ALGERIA: Algeria’s parliament is set to vote on Wednesday on a law declaring France’s colonization of the country a “state crime,” and demanding an apology and reparations.
The vote comes as the two countries are embroiled in a major diplomatic crisis, and analysts say that while Algeria’s move is largely symbolic, it could still be politically significant.
The bill states that France holds “legal responsibility for its colonial past in Algeria and the tragedies it caused,” according to a draft seen by AFP.
The proposed law “is a sovereign act,” parliament speaker Brahim Boughali was quoted by the APS state news agency as saying.
It represents “a clear message, both internally and externally, that Algeria’s national memory is neither erasable nor negotiable,” he added.
France’s colonization of Algeria from 1830 until 1962 remains a sore spot in relations between the two countries.
French rule over Algeria was marked by mass killings and large-scale deportations, all the way to the bloody war of independence from 1954-1962.
Algeria says the war killed 1.5 million people, while French historians put the death toll lower at 500,000 in total, 400,000 of them Algerian.

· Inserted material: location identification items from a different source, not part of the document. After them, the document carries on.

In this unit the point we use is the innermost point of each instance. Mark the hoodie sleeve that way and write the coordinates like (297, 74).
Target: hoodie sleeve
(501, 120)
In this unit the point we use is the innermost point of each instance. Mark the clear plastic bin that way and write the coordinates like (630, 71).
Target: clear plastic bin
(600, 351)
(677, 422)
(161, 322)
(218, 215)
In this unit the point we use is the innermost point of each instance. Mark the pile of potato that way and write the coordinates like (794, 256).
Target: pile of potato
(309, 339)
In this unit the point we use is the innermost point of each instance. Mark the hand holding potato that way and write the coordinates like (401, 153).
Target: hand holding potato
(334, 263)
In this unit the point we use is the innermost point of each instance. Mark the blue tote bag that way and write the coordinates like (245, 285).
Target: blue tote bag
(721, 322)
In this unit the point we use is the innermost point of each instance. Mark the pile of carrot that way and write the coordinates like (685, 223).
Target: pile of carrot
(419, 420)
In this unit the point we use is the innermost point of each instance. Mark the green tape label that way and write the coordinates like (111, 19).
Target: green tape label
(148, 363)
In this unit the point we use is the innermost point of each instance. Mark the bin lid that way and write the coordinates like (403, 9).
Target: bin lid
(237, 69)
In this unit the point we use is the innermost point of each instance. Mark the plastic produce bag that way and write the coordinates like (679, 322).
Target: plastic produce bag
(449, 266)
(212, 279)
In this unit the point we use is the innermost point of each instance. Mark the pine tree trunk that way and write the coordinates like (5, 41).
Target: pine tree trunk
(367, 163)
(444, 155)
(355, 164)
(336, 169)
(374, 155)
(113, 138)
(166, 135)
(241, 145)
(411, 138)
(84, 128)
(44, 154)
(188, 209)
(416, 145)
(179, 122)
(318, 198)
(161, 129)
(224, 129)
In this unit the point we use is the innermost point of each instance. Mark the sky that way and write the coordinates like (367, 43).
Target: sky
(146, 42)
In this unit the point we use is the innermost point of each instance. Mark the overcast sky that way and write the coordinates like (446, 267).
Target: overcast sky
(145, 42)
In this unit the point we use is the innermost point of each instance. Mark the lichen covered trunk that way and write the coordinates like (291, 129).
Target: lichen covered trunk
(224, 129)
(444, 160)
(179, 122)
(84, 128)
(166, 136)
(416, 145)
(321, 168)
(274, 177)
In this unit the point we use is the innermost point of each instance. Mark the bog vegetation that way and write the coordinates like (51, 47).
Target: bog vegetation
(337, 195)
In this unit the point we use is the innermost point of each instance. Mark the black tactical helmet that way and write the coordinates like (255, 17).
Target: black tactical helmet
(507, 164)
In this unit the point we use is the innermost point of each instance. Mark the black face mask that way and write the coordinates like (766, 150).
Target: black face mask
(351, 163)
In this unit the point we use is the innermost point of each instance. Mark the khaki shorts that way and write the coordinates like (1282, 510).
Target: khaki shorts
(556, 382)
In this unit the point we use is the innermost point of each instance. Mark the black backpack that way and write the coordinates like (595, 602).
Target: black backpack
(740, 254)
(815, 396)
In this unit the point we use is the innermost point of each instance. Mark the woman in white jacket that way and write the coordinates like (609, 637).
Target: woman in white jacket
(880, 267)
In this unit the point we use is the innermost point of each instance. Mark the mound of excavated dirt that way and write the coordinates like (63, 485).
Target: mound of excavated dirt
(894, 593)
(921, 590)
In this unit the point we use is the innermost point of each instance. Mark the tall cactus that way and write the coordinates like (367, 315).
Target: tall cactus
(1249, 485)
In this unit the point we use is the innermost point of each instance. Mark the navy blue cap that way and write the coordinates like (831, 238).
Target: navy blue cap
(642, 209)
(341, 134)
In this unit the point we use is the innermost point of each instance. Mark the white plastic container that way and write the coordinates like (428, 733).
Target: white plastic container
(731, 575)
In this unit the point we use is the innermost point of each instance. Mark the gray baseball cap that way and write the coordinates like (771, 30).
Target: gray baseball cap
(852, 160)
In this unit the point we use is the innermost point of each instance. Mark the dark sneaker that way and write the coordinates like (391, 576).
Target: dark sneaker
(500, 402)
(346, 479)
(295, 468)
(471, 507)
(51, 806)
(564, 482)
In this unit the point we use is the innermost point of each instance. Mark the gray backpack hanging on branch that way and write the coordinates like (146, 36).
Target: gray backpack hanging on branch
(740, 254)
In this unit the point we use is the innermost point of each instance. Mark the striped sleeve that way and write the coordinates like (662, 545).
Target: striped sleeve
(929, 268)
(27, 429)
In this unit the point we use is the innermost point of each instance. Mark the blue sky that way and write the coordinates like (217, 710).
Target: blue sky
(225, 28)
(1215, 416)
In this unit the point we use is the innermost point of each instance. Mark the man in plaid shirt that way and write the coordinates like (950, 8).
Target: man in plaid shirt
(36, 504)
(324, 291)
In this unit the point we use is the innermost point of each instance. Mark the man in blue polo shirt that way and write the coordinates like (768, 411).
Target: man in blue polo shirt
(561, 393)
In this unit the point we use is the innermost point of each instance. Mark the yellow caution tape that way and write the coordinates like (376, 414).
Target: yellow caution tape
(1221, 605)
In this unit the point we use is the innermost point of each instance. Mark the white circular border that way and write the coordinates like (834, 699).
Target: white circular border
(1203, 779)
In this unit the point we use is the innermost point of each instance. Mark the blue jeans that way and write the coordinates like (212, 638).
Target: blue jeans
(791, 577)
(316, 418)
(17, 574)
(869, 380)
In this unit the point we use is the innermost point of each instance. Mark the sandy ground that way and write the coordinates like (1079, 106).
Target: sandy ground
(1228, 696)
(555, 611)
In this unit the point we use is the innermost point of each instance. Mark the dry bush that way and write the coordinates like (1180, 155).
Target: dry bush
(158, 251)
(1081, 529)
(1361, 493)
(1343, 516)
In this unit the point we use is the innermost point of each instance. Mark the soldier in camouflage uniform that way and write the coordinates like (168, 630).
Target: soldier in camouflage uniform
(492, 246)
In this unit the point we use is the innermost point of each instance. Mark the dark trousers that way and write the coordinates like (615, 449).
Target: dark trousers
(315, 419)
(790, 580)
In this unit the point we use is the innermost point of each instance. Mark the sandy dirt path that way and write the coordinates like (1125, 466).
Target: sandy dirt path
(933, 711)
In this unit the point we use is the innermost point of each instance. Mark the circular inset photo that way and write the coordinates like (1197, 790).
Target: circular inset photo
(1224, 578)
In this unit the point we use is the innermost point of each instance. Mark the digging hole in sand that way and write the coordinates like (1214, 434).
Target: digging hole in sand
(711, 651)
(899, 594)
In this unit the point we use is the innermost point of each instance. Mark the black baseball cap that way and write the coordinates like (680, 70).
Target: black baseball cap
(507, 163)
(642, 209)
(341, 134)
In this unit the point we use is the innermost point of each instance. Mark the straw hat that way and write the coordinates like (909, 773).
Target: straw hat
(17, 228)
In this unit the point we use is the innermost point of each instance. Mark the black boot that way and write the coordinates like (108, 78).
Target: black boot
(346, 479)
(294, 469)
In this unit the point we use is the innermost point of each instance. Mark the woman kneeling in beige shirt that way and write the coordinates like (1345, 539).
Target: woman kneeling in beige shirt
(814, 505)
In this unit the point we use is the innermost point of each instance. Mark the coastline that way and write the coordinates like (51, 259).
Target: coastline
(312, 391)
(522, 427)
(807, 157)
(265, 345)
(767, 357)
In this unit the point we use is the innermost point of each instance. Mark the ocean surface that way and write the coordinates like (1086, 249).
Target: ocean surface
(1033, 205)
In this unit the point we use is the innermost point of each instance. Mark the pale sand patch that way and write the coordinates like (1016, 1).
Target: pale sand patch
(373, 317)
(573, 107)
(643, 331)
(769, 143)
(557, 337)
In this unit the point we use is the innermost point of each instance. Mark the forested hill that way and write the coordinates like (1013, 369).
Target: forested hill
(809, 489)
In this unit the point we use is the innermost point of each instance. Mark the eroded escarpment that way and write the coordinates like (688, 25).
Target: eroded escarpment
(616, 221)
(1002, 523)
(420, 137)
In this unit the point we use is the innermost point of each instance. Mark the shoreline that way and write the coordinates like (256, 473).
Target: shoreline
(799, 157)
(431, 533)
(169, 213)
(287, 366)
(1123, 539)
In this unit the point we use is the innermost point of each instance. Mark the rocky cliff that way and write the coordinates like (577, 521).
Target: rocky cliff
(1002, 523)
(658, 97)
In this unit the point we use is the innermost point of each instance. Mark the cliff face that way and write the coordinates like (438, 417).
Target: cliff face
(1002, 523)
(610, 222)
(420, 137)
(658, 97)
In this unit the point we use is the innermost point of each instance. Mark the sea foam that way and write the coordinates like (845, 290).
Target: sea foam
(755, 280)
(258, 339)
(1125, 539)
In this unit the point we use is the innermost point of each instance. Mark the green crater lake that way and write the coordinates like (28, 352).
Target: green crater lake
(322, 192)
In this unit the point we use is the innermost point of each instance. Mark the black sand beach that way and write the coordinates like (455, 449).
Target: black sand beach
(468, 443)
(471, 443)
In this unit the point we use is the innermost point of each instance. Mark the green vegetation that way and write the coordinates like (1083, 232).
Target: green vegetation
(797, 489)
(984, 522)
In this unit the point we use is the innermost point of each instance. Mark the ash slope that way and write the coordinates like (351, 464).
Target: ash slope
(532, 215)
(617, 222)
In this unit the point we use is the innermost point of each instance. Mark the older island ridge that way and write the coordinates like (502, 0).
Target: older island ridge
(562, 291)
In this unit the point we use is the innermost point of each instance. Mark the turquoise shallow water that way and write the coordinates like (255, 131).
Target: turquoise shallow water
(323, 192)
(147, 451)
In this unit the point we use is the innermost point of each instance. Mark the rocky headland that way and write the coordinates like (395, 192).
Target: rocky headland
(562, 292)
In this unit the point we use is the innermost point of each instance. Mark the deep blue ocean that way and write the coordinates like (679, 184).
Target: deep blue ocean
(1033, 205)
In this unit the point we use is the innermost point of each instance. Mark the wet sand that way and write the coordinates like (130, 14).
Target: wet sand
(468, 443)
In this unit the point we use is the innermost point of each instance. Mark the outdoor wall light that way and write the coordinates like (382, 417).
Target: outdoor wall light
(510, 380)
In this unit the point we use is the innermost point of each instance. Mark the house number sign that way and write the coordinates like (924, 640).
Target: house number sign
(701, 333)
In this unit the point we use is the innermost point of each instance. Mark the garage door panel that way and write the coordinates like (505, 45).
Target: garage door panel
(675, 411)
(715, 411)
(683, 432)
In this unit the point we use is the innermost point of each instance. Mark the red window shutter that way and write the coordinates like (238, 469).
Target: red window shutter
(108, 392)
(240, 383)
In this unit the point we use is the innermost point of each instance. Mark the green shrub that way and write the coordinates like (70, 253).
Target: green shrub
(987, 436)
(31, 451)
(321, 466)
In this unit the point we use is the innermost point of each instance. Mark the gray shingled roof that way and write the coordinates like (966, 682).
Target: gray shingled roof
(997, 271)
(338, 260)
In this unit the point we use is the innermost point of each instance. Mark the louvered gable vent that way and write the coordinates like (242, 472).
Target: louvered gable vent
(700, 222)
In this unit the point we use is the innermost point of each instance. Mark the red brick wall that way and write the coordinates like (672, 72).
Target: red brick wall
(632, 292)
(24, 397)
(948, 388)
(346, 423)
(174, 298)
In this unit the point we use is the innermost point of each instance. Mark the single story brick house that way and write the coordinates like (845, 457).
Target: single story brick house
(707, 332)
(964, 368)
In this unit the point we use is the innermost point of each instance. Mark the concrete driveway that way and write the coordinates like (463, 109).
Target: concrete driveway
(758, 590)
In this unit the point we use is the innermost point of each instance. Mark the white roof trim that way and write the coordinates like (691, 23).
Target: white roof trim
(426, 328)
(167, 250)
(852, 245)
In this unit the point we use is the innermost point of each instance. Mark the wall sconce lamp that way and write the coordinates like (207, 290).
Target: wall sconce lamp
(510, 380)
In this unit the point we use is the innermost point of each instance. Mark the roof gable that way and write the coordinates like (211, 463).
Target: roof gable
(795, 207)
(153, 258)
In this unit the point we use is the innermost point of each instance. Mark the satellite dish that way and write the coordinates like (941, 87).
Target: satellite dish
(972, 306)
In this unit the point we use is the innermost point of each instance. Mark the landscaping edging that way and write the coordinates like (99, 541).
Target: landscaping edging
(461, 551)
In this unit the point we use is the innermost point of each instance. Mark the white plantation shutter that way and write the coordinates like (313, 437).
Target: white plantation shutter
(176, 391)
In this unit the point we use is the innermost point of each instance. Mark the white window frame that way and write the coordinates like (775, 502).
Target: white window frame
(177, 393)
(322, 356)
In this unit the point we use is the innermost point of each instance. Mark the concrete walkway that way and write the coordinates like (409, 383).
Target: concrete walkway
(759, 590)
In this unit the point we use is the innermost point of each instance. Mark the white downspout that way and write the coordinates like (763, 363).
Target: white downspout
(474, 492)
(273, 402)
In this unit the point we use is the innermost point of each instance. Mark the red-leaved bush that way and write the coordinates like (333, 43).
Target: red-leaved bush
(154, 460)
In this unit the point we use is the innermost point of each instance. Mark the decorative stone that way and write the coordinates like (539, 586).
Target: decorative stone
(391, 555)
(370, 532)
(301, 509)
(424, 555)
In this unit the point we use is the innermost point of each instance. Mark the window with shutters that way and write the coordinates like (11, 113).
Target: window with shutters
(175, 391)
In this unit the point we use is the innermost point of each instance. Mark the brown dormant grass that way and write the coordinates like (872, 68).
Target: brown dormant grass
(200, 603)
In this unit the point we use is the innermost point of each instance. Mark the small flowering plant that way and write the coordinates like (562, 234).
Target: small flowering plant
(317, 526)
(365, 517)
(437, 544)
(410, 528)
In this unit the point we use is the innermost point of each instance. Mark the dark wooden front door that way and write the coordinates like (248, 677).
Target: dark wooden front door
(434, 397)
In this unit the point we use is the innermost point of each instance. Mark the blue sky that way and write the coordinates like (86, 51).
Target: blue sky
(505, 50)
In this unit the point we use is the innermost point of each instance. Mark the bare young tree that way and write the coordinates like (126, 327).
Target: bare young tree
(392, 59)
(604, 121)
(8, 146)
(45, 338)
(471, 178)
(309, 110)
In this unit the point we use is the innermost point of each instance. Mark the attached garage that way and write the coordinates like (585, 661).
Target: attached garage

French President Emmanuel Macron has previously acknowledged the colonization of Algeria as a “crime against humanity,” but has stopped short of offering an apology.
Asked last week about the vote, French foreign ministry spokesman Pascal Confavreux said he would not comment on “political debates taking place in foreign countries.”
Hosni Kitouni, a researcher in colonial history at the University of Exeter in the UK, said that “legally, this law has no international scope and therefore is not binding for France.”
But “its political and symbolic significance is important: it marks a rupture in the relationship with France in terms of memory,” he said.